Navigating Kidney Dysplasia with Knowledge and Care
Kidney dysplasia is a complex condition that breeders must approach thoughtfully. The lack of diagnostic genetic tests for RD highlights the importance of combining careful record keeping with clinical diagnostics to make well-informed breeding decisions.
By prioritising transparency, supporting ongoing research, and managing affected dogs with care, breeders can work to reduce the impact of renal dysplasia whilst protecting the health and diversity of their breed
References:
Nicholas, F. W., Tammen, I., & Sydney Informatics Hub. (2024). OMIA:001135-9615: Online Mendelian Inheritance in Animals (OMIA) [dataset]. https://omia.org/. https://doi.org/10.25910/2AMR-PV70
PLOS ONE Editors. Expression of concern: Novel allelic variants in the canine cyclooxgenase-2 (Cox-2) promoter are associated with renal dysplasia in dogs. PLoS One. 2012;7(11):e49703. doi: 10.1371/journal.pone.0049703. Epub 2012 Nov 8. PMID: 23145184; PMCID: PMC3493546.
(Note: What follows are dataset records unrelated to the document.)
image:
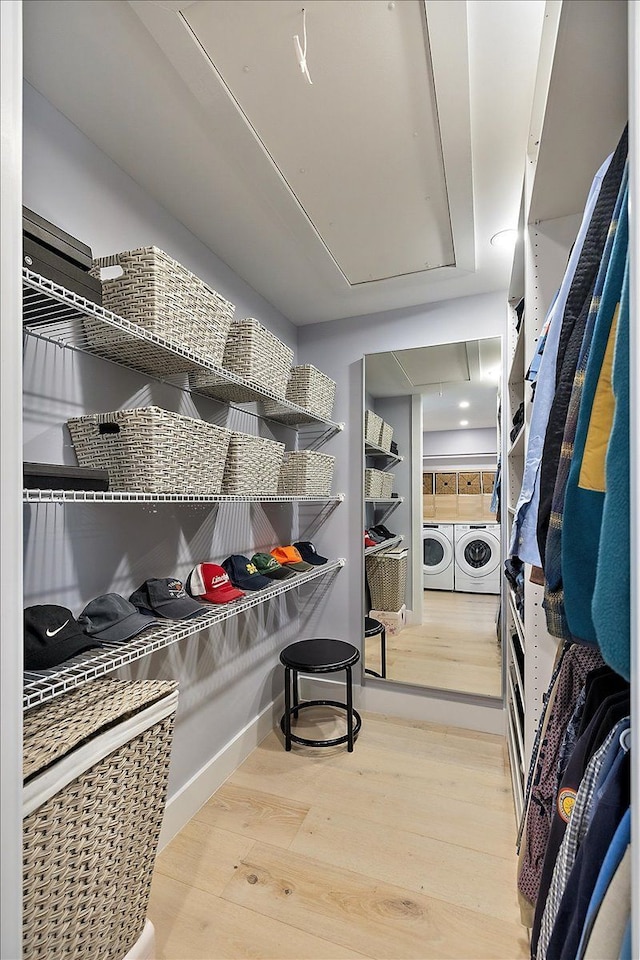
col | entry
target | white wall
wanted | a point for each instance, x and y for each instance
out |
(338, 348)
(230, 674)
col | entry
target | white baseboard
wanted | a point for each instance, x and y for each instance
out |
(194, 794)
(375, 698)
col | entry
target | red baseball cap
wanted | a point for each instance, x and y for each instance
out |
(208, 581)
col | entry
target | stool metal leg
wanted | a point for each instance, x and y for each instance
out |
(296, 699)
(349, 711)
(287, 708)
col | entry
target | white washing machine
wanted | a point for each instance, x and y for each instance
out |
(477, 557)
(437, 556)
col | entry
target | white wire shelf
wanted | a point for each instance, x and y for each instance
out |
(56, 314)
(385, 545)
(114, 496)
(45, 685)
(371, 450)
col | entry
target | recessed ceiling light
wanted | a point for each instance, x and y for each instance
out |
(504, 239)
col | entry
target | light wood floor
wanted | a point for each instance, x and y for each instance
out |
(402, 849)
(455, 648)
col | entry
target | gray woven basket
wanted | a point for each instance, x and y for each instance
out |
(166, 299)
(372, 427)
(386, 436)
(309, 388)
(387, 580)
(89, 849)
(306, 473)
(253, 353)
(150, 450)
(252, 466)
(373, 482)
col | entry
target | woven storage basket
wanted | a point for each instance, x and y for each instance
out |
(306, 473)
(372, 427)
(386, 436)
(150, 450)
(252, 466)
(253, 353)
(386, 485)
(96, 765)
(372, 482)
(309, 388)
(160, 295)
(387, 579)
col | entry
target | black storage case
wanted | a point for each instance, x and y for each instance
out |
(56, 255)
(56, 476)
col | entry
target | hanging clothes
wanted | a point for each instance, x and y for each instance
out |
(572, 333)
(524, 543)
(590, 377)
(612, 590)
(576, 663)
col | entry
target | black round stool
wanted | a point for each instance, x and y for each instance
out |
(371, 629)
(318, 656)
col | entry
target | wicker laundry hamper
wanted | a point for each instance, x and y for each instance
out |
(158, 294)
(372, 427)
(306, 473)
(387, 579)
(253, 353)
(151, 450)
(96, 763)
(253, 466)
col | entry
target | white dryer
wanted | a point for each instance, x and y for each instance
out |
(437, 556)
(477, 557)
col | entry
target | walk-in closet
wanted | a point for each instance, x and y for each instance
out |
(319, 508)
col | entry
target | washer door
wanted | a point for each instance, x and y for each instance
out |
(437, 551)
(478, 553)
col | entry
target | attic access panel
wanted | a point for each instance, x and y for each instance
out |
(360, 147)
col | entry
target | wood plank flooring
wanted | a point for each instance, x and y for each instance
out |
(455, 647)
(402, 849)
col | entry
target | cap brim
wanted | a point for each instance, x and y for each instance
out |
(179, 609)
(125, 629)
(224, 595)
(65, 650)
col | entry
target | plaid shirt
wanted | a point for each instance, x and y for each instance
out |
(577, 827)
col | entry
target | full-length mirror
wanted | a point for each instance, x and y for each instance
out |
(431, 517)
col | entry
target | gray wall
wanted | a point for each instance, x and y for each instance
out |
(76, 552)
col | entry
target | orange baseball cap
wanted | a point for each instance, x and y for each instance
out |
(289, 557)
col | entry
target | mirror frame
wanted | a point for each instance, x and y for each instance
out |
(441, 693)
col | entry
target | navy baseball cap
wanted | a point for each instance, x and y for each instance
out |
(244, 574)
(309, 553)
(52, 635)
(113, 618)
(166, 598)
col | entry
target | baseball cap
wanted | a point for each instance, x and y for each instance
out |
(209, 581)
(244, 574)
(289, 557)
(268, 566)
(165, 598)
(309, 553)
(52, 635)
(113, 618)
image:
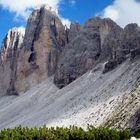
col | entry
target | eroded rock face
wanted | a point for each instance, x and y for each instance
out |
(8, 60)
(80, 54)
(49, 48)
(97, 40)
(45, 37)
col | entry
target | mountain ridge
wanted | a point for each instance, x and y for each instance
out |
(70, 73)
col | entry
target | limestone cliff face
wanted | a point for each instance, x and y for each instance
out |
(96, 41)
(8, 60)
(50, 48)
(45, 37)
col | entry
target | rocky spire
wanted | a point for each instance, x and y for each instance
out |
(9, 55)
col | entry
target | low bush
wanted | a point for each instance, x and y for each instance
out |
(60, 133)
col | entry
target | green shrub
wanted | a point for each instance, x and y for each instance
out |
(60, 133)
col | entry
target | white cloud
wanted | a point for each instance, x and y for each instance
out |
(123, 12)
(72, 2)
(22, 7)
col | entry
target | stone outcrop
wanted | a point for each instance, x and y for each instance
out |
(8, 60)
(50, 48)
(45, 37)
(97, 40)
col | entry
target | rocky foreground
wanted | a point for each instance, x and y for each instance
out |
(80, 75)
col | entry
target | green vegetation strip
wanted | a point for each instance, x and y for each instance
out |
(60, 133)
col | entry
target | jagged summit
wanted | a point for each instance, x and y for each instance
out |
(85, 68)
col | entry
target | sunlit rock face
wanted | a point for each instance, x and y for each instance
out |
(45, 38)
(8, 60)
(49, 48)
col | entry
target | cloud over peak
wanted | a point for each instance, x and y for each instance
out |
(123, 12)
(23, 8)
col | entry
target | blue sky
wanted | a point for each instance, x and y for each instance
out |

Safra N, Hayward LJ, Aguilar M, Sacks BN, Westropp JL, Mohr FC, Mellersh CS, Bannasch DL. DNA Sequence Variants in the Five Prime Untranslated Region of the Cyclooxygenase-2 Gene Are Commonly Found in Healthy Dogs and Gray Wolves. PLoS One. 2015 Aug 5;10(8):e0133127. doi: 10.1371/journal.pone.0133127. Erratum in: PLoS One. 2018 Apr 10;13(4):e0195924. doi: 10.1371/journal.pone.0195924. PMID: 26244515; PMCID: PMC4526539.
Whiteley MH, Bell JS, Rothman DA. Novel allelic variants in the canine cyclooxgenase-2 (Cox-2) promoter are associated with renal dysplasia in dogs. PLoS One. 2011 Feb 8;6(2):e16684. doi: 10.1371/journal.pone.0016684. PMID: 21346820; PMCID: PMC3035645.
Whiteley MH. Allelic variation in the canine Cox-2 promoter causes hypermethylation of the canine Cox-2 promoter in clinical cases of renal dysplasia. Clin Epigenetics. 2014 Apr 3;6(1):7. doi: 10.1186/1868-7083-6-7. PMID: 24708682; PMCID: PMC4234983.